As vendas em lojas físicas aumentaram 2,3%, enquanto as vendas diretas via comércio eletrônico caíram 4,3%, e o marketplace viu crescimento de 24,8%.
As despesas com vendas subiram 11,4%, para R$ 1,7 bilhão. Pelo lado da despesa financeira, por sua vez, a empresa já conseguiu sentir o efeito da queda da taxa básica de juros Selic, registrando redução de R$ 100 milhões em relação ao ano passado.
"Eventos não recorrentes e erros contábeis mexem com as expectativas dos investidores e com a confiança do mercado. Acredito que o evento da Americanas no início do ano adiciona ainda mais receio sobre esse ambiente. Mas, diferentemente do que observamos na ocasião, vimos que o Magazine Luiza já propôs uma série de ações para correções e reforço das estruturas de governança", afirma Costa.
As ações do Magazine Luiza abriram a sessão desta terça-feira (14) na Bolsa caindo 8%. O movimento, contudo, mudou ao longo do pregão, e o papel fechou o mercado em alta.
"Há um sentimento generalizado positivo no dia de hoje que ajuda o movimento do papel", diz Costa. "Além disso, passada a conferência de resultados do Magazine Luiza e com o mercado digerindo mais os dados da empresa, os investidores conseguem analisar com mais calma os números e recalcularem as expectativas", diz.
Apenas seis ações que compõem o Ibovespa caíram nesta sessão.
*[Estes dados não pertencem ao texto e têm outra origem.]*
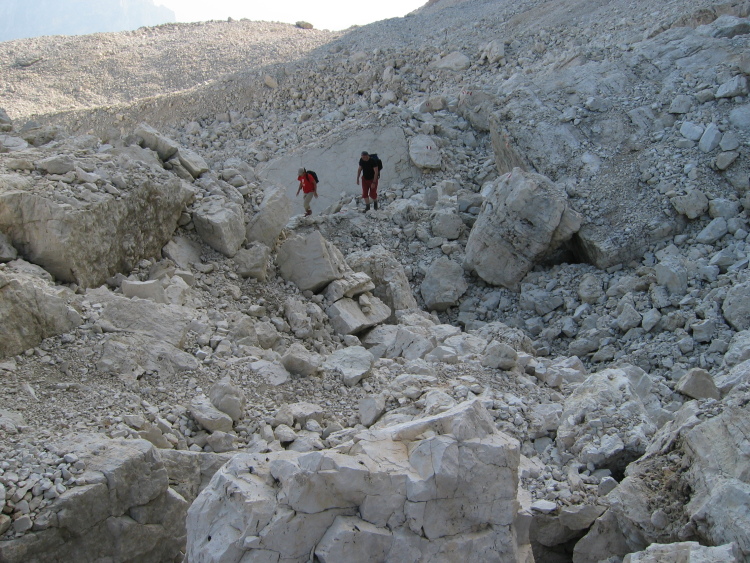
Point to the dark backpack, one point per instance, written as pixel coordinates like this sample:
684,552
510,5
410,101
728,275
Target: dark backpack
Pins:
378,162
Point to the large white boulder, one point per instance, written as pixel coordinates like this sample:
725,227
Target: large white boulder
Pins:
32,309
220,223
391,283
125,511
310,261
92,241
443,284
430,488
525,216
272,216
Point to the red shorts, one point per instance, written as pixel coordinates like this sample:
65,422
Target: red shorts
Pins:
370,188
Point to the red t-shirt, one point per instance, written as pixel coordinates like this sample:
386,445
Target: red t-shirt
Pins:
308,183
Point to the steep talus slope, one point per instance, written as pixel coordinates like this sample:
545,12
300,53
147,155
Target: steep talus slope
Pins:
589,368
52,74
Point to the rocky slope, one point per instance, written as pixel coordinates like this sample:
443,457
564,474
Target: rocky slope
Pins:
562,236
22,19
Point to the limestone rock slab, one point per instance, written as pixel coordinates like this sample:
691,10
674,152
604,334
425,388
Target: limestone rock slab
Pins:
524,217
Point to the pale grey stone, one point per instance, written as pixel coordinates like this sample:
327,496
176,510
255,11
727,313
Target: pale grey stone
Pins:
736,86
424,152
443,284
525,216
272,216
298,360
710,138
221,224
736,307
228,398
371,409
252,262
154,140
208,416
152,289
353,363
691,131
454,61
697,383
693,204
310,261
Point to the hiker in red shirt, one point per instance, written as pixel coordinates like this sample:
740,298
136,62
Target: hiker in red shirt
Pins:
308,186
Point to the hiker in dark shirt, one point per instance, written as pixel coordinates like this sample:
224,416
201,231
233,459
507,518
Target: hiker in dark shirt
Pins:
369,168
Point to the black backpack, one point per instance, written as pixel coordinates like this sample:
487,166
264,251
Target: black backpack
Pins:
378,162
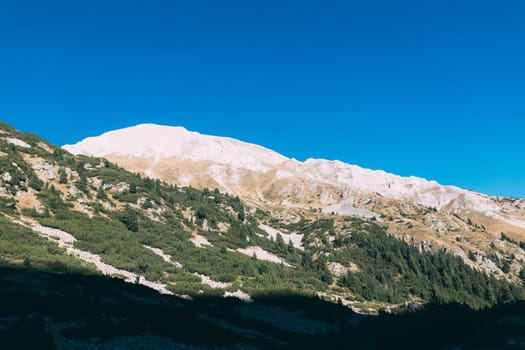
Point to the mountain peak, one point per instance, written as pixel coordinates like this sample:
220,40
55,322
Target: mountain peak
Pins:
151,141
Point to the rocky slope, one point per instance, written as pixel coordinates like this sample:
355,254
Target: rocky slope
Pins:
422,212
64,213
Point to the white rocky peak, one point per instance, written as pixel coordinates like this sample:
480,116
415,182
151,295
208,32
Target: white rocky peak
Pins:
229,158
160,142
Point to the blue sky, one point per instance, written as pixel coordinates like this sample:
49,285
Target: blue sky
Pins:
428,88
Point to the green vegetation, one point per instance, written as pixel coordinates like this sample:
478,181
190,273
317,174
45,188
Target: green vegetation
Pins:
120,212
393,271
22,246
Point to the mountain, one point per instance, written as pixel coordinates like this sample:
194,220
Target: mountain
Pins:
422,212
95,256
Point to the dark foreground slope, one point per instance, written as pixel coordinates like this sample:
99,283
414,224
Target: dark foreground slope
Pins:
62,311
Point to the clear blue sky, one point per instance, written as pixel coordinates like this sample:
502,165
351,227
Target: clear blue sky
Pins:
428,88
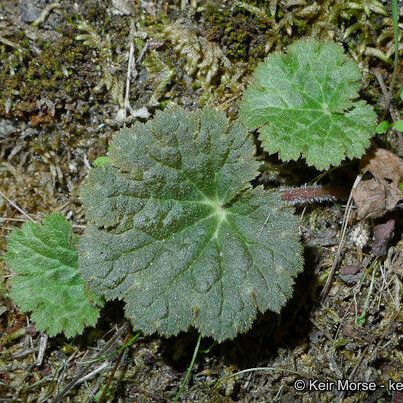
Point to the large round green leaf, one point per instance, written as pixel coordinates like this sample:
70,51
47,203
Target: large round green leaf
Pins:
303,104
177,232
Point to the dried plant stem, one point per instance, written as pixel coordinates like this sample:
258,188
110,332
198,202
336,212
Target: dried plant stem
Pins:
346,217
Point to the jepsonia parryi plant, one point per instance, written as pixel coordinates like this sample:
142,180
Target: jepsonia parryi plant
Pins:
304,104
177,232
45,280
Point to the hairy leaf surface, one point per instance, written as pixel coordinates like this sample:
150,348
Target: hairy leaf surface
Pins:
303,104
45,281
177,232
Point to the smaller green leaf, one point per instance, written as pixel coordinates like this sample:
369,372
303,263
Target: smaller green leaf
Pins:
46,280
101,161
382,127
398,125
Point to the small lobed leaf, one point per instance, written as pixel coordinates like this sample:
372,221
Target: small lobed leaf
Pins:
176,230
303,103
46,281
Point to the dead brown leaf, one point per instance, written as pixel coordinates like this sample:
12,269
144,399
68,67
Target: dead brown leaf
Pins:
374,197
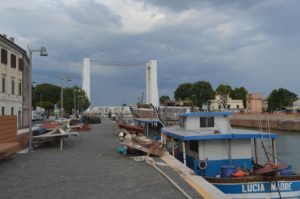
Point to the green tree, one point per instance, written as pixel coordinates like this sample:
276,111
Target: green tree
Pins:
201,92
163,99
75,95
278,99
183,92
239,93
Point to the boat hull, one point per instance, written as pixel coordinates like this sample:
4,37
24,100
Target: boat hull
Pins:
288,187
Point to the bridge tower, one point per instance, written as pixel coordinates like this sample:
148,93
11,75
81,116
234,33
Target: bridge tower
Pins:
151,83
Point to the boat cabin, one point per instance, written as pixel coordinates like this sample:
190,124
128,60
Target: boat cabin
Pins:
152,127
205,142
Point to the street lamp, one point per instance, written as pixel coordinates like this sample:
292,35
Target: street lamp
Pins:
62,78
43,52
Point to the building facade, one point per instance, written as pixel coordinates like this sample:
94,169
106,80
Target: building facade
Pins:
221,103
254,103
14,98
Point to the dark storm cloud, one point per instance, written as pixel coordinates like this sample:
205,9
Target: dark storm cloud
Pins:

O principal índice da Bolsa de Valores de São Paulo subiu 2,29%, em meio a um clima positivo no Brasil e no exterior, após a divulgação de dados de inflação ao consumidor nos Estados Unidos mais fracos do que o esperado pelo mercado.
Esse fator reforça o otimismo do mercado de que o Federal Reserve, banco central americano, deve encerrar já o ciclo de elevação dos juros básicos do país.
Com isso, os juros futuros brasileiros registraram forte queda, apoiando setores da economia que dependem de taxas mais baixas para crescer. O Índice de Consumo, que engloba ações de empresas do varejo, como o Magazine Luiza, foi o que mais subiu (3,4%) entre os índices da B3.